A spokesperson for convenience store chain Jacksons says two of its stores use facial recognition to approve or deny customers’ entry, and that the technology has been a remarkable deterrent against theft and safety threats.

Portland City Commissioner Jo Ann Hardesty is an outspoken opponent of facial recognition, however.

“The longer we wait, the more this technology will become spread through our community,” said Hardesty in an interview with local publication RedTail. “We have never been able to correct racially disparate systems. And so, if we put a system in place that we start off knowing will have racially negative, racially disparate outcomes, why would we do that?”

Several exceptions to the ban are noted in the draft. They include verification for access to electronic devices, social media applications, and detecting faces to obscure them.

Denver ballot initiative

A new campaign has been launched by a group in Denver to have facial recognition use by city government agencies banned, Westword reports.

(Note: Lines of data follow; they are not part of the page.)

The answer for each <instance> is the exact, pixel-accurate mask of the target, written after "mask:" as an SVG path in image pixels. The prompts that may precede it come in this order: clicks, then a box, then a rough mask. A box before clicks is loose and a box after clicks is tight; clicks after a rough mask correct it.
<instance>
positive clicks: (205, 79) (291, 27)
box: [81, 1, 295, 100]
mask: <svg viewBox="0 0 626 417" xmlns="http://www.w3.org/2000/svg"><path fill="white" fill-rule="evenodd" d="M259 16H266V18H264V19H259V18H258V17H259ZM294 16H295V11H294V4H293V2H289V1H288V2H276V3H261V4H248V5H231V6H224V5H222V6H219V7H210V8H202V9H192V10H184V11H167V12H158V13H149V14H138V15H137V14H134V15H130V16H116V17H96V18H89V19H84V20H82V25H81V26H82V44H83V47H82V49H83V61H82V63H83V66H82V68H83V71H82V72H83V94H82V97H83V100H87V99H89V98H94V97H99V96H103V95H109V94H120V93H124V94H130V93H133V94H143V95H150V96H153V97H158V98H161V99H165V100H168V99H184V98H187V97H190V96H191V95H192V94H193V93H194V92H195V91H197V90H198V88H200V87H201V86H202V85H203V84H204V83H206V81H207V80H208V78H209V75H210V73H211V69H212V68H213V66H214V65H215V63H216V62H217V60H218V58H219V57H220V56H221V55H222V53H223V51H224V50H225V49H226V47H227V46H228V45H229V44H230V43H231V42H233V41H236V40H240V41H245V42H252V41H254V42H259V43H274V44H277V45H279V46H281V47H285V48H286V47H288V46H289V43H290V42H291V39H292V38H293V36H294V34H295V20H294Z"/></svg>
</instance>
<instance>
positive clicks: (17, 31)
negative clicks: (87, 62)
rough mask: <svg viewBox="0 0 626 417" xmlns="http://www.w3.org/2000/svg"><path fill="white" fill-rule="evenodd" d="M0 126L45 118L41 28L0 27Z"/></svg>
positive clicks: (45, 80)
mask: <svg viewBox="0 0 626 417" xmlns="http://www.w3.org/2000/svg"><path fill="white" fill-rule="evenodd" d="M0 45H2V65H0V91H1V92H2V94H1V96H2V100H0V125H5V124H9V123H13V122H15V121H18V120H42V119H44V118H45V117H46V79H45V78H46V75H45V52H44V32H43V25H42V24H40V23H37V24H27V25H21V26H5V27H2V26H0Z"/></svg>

The 5280not1984 campaign cites dangers of gender and racial bias, the high rate of false positives in testing by London’s Metropolitan Police, and the risk of data breach as reasons to propose a ban of the technology on the November 2020 ballot.

City police do not use facial recognition at this time, Denver Department of Public Safety spokeswoman Kelli Christensen told Westword. The initiative would also prevent the technology’s use at Denver International Airport, which currently does not use facial recognition, according to the report.

“I have a lot of respect for law enforcement. The job they do is often difficult and thankless,” says Connor Swatling, a systems analyst and part of the initiative’s committee. “But we should try to make their jobs easier. This technology doesn’t do that. It’s difficult to integrate, it’s vulnerable to hackers and abuse, and you’re going to create a more systemic sense of distrust in police, and I don’t think that’s a good look for Denver.”

Swatling acknowledges that some city council members have expressed concern about the effects of such a ban on public safety.

As the West Coast cities consider their options, Human Rights Watch Senior Researcher on Artificial Intelligence and Human Rights Amos Toh writes in an editorial for the Los Angeles Times that regulation is necessary to contain the threat of facial recognition, as well as other types of AI-enabled monitoring, such as emotion recognition and intention prediction.